21 L’année 2009 semble ainsi avoir marqué un tournant dans les modes de prise en charge.

«  L’après-expulsion  » est apparue comme une question politique à part entière, dans le prolongement de celle des sans-papiers. Politiques et humanitaires tendent à investir ce domaine, jusque-là dominé par des modes d’organisation et de survie propres aux migrants. Des ONG européennes appuient financièrement des associations d’expulsés. L’Association Malienne des Expulsés, née en 1998 d’une initiative pionnière en termes de rassemblement des migrants expulsés, et qui constitue aujourd’hui le fer de lance des mobilisations contre les expulsions au Mali, reçoit ainsi un financement annuel de la Cimade (Comité Inter Mouvements Auprès Des Evacués, association française créée en 1939) et des financements ponctuels de Medico International (ONG allemande fondée en 1968) et de Helvetas (ONG de développement suisse fondée en 1955). L’AME conjugue des actions d’accueil concrètes avec un positionnement radicalement politique, qui consiste à porter avec des collectifs de sans-papiers en France des revendications précises sur le recouvrement des cotisations versées par les sans-papiers durant leur séjour et sur lesquelles l’expulsion leur fait perdre tout droit.

22 La mise en place d’une antenne de Médecins du Monde (ONG française fondée en 1980) à

Bamako depuis septembre 2009 ainsi que les résolutions prises par la Croix Rouge malienne pour assister les expulsés d’Algérie à Tinzawaten, semblent par ailleurs signer le début d’une mobilisation nouvelle de l’humanitaire.
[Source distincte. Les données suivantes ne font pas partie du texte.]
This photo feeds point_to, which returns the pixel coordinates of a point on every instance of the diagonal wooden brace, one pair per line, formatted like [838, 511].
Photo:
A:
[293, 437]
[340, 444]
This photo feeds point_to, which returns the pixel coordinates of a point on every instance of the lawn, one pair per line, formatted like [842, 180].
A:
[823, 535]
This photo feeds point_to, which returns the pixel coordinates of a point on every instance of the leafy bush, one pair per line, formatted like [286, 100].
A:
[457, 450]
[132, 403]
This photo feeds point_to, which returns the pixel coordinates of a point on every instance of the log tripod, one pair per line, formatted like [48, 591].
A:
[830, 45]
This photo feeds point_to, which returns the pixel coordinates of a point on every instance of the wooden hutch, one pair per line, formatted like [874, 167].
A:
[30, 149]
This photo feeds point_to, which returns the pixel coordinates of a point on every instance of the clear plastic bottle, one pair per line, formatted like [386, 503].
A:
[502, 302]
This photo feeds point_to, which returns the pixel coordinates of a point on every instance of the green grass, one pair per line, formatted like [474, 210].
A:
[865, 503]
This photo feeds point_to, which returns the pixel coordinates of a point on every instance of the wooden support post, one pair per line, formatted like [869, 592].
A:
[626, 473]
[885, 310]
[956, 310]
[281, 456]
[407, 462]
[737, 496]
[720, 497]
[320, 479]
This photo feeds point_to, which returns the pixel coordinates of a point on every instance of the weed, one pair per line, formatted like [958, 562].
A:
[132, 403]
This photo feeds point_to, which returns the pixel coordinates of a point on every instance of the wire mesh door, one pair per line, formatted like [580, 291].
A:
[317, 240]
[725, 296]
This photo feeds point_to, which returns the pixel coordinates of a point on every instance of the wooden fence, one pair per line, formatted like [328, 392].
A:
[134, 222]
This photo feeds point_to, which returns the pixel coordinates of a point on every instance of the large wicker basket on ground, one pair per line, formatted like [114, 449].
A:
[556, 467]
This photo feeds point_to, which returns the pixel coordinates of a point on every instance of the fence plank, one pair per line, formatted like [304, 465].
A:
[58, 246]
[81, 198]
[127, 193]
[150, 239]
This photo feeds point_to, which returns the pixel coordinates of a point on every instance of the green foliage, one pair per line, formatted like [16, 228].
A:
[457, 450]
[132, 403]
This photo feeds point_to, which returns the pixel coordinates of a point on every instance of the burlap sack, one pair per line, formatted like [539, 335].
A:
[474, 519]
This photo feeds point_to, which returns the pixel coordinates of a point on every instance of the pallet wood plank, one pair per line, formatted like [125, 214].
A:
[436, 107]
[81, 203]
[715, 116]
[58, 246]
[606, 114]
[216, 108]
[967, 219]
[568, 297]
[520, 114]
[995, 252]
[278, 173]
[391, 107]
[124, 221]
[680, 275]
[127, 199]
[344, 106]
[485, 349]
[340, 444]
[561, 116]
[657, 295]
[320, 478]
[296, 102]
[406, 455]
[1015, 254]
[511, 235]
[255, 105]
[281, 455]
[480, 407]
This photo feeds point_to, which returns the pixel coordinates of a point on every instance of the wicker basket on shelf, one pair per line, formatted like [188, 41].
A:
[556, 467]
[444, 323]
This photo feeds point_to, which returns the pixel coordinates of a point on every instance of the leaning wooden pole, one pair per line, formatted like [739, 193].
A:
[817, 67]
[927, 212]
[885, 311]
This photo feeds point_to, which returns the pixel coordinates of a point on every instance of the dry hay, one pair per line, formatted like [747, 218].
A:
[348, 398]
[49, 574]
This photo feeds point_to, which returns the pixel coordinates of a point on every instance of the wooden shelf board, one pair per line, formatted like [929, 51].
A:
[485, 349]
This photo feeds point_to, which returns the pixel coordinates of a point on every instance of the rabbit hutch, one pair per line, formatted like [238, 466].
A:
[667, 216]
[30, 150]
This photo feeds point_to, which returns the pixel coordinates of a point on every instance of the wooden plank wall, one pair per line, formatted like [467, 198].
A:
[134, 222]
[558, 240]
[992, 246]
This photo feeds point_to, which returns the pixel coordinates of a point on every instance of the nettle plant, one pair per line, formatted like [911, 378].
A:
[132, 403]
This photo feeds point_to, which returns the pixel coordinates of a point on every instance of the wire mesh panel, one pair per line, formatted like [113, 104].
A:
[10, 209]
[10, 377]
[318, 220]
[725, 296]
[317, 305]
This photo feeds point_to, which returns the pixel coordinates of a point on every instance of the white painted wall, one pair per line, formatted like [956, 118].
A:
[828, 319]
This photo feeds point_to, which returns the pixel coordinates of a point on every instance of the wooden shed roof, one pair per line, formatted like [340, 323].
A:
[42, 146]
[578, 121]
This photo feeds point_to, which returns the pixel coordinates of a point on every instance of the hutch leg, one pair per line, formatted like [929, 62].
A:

Le 14 avril 2009, un convoi de 200 personnes transportées par sept camions de police, arrivait à Tinzawaten ; depuis cette date, la Croix Rouge malienne a effectué treize voyages pour ramener des migrants expulsés. L’ONG effectue avec l’un de ses camions des allers-retours entre la frontière algéro-malienne et Gao. Les expulsés peuvent en principe bénéficier d’une aide financière pour rentrer dans leur pays, par le biais de la Maison du migrant situé à Gao. La plupart ne font pas ce choix, préférant, même exsangues, affronter un nouveau départ, ou vivre en transit dans une ville malienne. La mission de la Croix Rouge malienne vise moins à assurer la subsistance que le transport, en réacheminant les migrants vers des villes plus importantes comme Kidal et Gao. Les sacs de riz, de couscous ou de pâtes apportés ponctuellement par le personnel de la Croix Rouge malienne depuis Gao sur le lieu d’arrivée des expulsés à Tinzawaten, ne couvrent pas les besoins en nourriture des différents ghettos. L’ONG n’étant pas installée sur place – seule une petite tente inoccupée symbolise la mission qu’elle remplit sur place –, elle ne se supplante pas à la gestion collective de la subsistance par le biais des ghettos. La cotisation de 500 CFA versée quotidiennement par les membres des ghettos sert à faire les courses dans le village algérien voisin. L’argent étant néanmoins difficile à collecter (ceux qui ne peuvent pas payer leur cotisation ne sont pas pour autant exclus des repas collectifs), les repas se limitent en général à du riz ou à du couscous agrémentés d’une sauce toute prête. Les migrants consomment aussi des dattes, un aliment énergétique et bon marché. L’assistance de la Croix Rouge malienne n’entre pas réellement en tension avec l’organisation des migrants expulsés à la frontière, même si certains dénoncent la corruption générée par l’intervention des humanitaires qui monnaieraient le transport des expulsés vers Kidal et Gao, quand d’autres saluent la Croix Rouge malienne qui les a aidés à sortir de l’enfer de Tinzawaten et encouragent ce type d’initiative.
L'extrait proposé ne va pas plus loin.